Hi Strahil,
color me surprised, too, especially considering where things are supposed to go in terms
of roadmap.
Yet again, both oVIrt and Docker could be excused to think that they "own the
hardware" they are running on, because it's a rather natural assumption, even if
there are good reasons to run VMs and containers side-by-side as well as nested.
Yes, I believe, I have also done the reverse, put Docker on a system that was already
running as oVirt compute host and it wasn't with better results, either. The biggest
challenge is to repairing the node, without having to re-install the whole thing and I
have gone through quite a few wobbles there, with colleagues who weren't too
appreciative of having their ML jobs fail (those tend to be rather lenghty...)
I've managed to get CUDA work on KVM VMs twiddling the XML config files in these ways
documented on the Web. But with oVirt those KVM XML config files get generated on the fly
in Python and I'd have to fiddle with the code which does that.

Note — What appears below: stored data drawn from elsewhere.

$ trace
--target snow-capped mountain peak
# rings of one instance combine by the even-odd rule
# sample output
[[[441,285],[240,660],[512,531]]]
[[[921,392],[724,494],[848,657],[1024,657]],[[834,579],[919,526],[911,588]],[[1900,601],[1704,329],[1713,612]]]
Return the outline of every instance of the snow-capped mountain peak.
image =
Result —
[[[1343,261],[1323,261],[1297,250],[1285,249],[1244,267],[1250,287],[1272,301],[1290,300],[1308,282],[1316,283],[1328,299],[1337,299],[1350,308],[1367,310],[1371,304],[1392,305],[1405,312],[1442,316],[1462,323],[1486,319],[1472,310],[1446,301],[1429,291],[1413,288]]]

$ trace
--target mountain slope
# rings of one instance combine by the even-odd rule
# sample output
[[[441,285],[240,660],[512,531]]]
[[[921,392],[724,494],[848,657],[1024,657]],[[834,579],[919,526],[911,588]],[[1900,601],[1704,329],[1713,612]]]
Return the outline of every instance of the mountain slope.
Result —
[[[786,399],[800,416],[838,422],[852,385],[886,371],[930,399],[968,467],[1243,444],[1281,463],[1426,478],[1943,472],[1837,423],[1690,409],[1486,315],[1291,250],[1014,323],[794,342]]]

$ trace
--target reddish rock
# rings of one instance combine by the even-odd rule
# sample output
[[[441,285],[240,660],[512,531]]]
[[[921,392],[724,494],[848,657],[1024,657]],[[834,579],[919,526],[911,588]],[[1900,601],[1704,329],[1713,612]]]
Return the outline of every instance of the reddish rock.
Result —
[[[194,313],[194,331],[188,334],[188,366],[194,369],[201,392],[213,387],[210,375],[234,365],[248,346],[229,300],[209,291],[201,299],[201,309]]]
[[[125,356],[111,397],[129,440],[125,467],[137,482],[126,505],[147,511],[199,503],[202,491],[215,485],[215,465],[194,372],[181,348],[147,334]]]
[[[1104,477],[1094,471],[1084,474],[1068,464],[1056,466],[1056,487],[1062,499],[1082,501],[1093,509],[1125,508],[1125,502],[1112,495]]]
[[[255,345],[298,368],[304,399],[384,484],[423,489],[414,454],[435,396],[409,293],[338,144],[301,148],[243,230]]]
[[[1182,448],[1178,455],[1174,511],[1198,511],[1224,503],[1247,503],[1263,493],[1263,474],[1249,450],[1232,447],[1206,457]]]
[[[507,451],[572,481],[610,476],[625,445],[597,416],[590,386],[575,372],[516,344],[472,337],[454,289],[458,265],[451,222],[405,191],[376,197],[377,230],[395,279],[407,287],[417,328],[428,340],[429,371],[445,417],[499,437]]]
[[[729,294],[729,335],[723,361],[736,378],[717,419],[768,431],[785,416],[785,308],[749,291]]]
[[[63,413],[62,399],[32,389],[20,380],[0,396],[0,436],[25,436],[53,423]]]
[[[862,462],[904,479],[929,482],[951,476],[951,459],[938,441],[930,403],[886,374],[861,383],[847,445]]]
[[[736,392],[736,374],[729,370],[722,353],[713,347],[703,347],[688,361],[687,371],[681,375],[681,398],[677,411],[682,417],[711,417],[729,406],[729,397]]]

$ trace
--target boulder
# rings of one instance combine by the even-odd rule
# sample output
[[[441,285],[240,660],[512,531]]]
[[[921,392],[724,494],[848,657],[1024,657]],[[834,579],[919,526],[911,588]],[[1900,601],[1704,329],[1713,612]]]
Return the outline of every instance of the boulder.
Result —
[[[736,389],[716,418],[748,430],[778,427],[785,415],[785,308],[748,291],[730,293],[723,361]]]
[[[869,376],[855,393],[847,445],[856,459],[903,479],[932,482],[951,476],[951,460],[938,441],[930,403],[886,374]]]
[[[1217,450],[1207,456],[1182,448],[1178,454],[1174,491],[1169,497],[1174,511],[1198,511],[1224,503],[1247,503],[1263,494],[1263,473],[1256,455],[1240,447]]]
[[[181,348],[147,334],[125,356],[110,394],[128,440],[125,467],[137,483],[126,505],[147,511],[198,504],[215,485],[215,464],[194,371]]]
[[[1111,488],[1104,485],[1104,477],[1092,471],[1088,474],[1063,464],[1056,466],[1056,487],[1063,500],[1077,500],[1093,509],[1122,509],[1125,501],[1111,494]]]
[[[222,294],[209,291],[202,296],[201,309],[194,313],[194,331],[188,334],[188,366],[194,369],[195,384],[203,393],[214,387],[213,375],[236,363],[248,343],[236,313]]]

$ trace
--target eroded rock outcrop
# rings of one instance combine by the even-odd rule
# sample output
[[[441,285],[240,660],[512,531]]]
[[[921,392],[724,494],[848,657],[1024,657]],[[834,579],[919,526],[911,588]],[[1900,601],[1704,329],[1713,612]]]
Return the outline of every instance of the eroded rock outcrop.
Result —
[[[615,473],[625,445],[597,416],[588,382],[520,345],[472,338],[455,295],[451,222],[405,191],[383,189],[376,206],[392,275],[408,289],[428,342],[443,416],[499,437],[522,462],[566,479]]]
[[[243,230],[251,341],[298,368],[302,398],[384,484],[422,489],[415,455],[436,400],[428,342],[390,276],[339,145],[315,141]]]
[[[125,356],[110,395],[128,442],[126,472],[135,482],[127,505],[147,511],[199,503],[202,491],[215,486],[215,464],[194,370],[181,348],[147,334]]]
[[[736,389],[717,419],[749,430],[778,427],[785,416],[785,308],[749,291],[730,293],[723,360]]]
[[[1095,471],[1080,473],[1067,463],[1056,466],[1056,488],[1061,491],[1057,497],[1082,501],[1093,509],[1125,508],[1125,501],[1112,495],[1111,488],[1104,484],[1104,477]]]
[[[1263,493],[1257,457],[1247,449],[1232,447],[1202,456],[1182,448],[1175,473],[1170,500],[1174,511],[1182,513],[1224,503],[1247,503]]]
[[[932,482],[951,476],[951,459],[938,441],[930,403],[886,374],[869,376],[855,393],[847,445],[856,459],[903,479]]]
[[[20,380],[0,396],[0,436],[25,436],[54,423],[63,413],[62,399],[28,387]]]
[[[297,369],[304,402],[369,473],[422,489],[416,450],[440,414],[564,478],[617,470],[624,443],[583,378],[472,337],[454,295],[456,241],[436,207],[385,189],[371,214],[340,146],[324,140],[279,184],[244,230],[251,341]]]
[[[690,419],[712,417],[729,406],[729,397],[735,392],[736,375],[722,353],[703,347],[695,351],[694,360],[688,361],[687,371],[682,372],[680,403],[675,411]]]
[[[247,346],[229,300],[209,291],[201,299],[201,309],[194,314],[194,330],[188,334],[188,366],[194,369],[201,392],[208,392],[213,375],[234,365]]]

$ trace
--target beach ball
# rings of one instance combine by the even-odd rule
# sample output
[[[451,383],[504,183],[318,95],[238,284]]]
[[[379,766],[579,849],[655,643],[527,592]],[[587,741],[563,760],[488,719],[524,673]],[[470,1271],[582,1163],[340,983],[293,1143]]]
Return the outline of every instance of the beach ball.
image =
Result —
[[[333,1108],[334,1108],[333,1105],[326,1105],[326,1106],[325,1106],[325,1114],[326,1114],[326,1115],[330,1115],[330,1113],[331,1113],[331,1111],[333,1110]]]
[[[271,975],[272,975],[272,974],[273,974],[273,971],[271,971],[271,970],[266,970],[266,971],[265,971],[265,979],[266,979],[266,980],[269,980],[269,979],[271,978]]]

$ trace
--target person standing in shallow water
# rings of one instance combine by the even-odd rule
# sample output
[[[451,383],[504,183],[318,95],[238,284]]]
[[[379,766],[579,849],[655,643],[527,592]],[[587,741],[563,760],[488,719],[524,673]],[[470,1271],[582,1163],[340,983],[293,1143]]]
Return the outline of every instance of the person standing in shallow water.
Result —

Actually I *did* try doing that at one point in time about a year or two ago, but I never
found the right place, where that code actually was taken from. You see, there are copies
of that code on every node, but also on the management engine. And you know how Ansible
squirts code from machine to machine to do its magic, so that's were I stopped at one
point, because running ML workloads containerized was more natural anyway and I was happy
to have CPU-only VMs at their side.
Besides GPU access also disables live-migration and the abillity to move these
long-running functional VMs around to manage resources for ML jobs is exactly what
attracts me to oVirt.
Currently I am mostly probing around here, to see if what I try would be considered
totally esoteric or irresponsible or if it's worth reporting as a bug.